EUR/USD is rising in the bearish channel
The FX markets followed the events in bond and equity markets pushing foreign currencies higher in favor of the US dollar. Anyone who calls the top of the dollar will be very brave, because the Fed is not done with aggressive rates yet.
Like gold, the EUR/USD was stuck in a long-term bearish channel. It is now testing a very important resistance area between around 0.9945 to 1.0000, which was previously a support. A clean break above parity will be bullish. But there’s still no major fundamental justification for that, I don’t think.
Support is seen around 0.9850, the base of today’s breakout. A daily close below this level will be quite bearish.

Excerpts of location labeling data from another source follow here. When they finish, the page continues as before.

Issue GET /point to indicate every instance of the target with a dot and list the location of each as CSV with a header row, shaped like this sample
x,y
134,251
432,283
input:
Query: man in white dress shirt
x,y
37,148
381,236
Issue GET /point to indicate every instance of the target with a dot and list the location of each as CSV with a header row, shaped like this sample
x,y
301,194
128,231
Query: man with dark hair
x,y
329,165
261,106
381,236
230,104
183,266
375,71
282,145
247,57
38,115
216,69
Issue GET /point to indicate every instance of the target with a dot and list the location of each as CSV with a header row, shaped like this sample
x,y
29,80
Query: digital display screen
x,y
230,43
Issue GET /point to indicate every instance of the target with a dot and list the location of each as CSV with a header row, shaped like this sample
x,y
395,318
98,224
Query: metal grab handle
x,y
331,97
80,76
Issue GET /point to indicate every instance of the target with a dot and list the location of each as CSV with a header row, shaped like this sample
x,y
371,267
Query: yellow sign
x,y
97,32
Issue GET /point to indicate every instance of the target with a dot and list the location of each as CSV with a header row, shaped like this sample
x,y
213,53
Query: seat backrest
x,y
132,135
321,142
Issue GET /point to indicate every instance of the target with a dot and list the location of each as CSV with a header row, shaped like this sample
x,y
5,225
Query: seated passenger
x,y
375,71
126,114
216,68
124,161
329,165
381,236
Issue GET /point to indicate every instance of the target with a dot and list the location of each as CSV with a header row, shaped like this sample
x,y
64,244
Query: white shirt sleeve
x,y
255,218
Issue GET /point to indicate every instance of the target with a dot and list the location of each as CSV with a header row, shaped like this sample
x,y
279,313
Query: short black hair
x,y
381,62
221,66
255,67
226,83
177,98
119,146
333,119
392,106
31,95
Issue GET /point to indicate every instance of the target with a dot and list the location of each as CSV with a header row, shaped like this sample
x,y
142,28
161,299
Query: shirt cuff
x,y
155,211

Stocks continue short-covering rebound
As mentioned earlier, supported by hopes that softening US economic data will lead to a change in central bank policy, stocks have risen along with metals and bonds, and the dollar is heading in the opposite direction. The key question for investors in any of these markets is whether the moves will continue. After all, it’s not the first time we’ve seen this kind of pressure this year, only for the selling pressure to then resume and go deeper than the rally. Fundamentally, not much has changed, but there is enough “hopi” in these markets.
With the markets being almost one-sided – namely long dollar, short everything else – the liquidation of those positions is undoubtedly a big reason why the markets squeezed in the other direction so brutally. As indices such as the S&P 500 rise, it is essential that the bears wait for the right moment – and signal – before stepping back into the short side.
In the last day and a half, it was a one-way trade higher, giving the bulls hope. But more evidence of a bottom needs to be seen before I drop my bearish technical outlook on the stock markets.